On ne dira pas couramment par exemple « Ils ont réussi dans l’opération de sauvetage; » mais tout simplement « Ils ont réussi l’opération de sauvetage. » parce que le verbe « réussir » sert à exprimer un état final, celui du succès à un point donné, à la fin d’un processus. Cela est encore le cas pour « Ils ont réussi à sauver son fils. » (Le résultat est confirmé.)
La construction échouer à + infinitif est ancienne et utilisée par de bons auteurs.
1736
[…] l’autorité publique ayant échoüé à arrêter […]
Mercure de France1780
[…] elle a échoué à faire le rôle de Colette […]
Mémoires secrets pour servir à l’histoire de la république des lettres en France1815
Si j’échoue à me maintenir sur le trône […]
Amours secrètes de Napoléon Bonaparte1827
[…] ont échoué à vouloir représenter par des formules la gradation […]
Mémoires de l’Académie des sciences de l’Institut de France1849
[…] ils ont constamment échoué à les reconstituer […]

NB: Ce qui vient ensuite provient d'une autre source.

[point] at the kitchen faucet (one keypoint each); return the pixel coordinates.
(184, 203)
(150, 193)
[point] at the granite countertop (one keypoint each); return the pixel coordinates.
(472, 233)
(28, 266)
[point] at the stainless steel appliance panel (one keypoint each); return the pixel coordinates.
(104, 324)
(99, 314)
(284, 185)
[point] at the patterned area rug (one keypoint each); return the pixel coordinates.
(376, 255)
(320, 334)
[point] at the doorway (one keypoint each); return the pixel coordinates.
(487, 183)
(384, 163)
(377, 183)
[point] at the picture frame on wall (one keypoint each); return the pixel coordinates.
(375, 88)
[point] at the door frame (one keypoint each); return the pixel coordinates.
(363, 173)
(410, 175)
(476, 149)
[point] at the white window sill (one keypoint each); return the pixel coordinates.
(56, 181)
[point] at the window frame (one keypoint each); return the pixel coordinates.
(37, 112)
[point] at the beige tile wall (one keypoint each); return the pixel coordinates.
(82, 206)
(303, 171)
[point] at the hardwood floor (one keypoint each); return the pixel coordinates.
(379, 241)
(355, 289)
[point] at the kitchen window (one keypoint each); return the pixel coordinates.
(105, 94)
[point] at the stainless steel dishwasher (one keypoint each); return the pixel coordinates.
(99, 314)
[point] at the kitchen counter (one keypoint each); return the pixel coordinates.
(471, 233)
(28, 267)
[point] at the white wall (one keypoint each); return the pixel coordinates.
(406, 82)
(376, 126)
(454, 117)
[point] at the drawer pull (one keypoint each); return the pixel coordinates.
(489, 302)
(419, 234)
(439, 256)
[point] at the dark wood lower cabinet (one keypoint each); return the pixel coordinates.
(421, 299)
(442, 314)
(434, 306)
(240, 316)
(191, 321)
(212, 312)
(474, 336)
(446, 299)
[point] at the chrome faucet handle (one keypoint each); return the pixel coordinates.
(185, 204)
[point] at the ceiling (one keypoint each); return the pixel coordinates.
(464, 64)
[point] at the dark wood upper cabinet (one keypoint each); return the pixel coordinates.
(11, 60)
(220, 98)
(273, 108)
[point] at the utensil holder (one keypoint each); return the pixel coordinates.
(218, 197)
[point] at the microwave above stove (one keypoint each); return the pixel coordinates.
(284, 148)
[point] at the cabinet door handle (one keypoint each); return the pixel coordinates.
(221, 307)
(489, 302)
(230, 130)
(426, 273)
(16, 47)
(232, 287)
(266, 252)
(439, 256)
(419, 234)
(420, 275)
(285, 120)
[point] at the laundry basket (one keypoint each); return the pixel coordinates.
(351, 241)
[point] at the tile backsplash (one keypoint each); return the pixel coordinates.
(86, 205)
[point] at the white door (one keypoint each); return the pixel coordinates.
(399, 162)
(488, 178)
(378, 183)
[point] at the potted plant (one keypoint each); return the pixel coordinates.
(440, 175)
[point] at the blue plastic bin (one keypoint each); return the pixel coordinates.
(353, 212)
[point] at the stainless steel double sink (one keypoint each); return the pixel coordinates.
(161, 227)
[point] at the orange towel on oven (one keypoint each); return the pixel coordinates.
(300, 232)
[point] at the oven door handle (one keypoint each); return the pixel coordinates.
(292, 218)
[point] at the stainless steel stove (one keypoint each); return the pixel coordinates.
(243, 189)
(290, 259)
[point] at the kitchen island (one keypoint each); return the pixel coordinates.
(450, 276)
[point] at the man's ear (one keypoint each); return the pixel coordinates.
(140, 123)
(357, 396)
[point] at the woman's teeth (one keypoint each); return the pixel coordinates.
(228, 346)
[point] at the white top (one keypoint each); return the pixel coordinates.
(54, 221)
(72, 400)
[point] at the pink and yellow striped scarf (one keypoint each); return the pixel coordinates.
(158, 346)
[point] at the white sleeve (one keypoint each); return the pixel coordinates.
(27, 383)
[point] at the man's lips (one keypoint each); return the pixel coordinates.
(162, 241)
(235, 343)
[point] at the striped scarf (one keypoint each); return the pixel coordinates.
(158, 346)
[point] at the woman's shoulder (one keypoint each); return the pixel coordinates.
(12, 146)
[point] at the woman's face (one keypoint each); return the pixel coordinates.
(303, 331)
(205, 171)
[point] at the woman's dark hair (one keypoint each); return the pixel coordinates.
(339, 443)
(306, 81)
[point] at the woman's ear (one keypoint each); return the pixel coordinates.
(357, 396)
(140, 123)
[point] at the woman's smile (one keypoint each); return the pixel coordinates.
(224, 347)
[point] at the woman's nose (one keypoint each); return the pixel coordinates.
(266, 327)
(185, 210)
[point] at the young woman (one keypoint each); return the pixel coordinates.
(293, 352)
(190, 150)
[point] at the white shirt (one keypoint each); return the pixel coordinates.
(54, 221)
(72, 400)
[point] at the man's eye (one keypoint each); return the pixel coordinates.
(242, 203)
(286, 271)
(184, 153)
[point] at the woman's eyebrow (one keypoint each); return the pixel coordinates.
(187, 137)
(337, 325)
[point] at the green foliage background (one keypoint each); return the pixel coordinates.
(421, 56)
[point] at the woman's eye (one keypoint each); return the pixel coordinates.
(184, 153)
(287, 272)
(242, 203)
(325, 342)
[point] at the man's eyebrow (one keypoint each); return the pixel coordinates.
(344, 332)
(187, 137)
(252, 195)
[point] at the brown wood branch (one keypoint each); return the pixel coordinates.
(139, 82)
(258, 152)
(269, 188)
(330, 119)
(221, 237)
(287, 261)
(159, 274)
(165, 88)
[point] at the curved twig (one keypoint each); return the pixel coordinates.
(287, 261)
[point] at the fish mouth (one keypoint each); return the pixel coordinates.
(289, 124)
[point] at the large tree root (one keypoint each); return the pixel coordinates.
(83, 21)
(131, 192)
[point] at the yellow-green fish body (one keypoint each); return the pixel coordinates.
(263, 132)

Journal de Seine-et-Marne, 3 mars 18491866
S’il échoue à le devenir lui-même, c’est par un mélange singulier d’audace, de superstition et d’incertitude.
Larousse, Grand dictionnaire universel du XIXe siècle1908
[…] puisqu’on échoue à les prévoir […]
Bergson, Essai sur les données immédiates de la conscience1910
On pense à corriger la nature, quand on échoue à la révéler.
Suarès, Voyage du Condottière1920
[…] même un esprit comme celui de Voltaire échoue à rassembler ces fragments […]
Lanson, Histoire de la littérature française1962
Si l’homme échoue à concilier la justice et la liberté, alors il échoue à tout.
Camus, Carnets
Quant aux liens que vous donnez, je ne vois pas ce que l’on peut en tirer :
-
Le premier s’avoue lui-même non concluant ;
-
Le deuxième est mort ;
-
Le troisième et le quatrième donnent des avis contradictoires non étayés.
Accessoirement, pour ceux qui considèrent que cette construction est incorrecte, pourquoi attribuer son origine à l’anglais ? Le français dit aussi bien faillir à + infinitif, et c’est faillir qui a donné fail.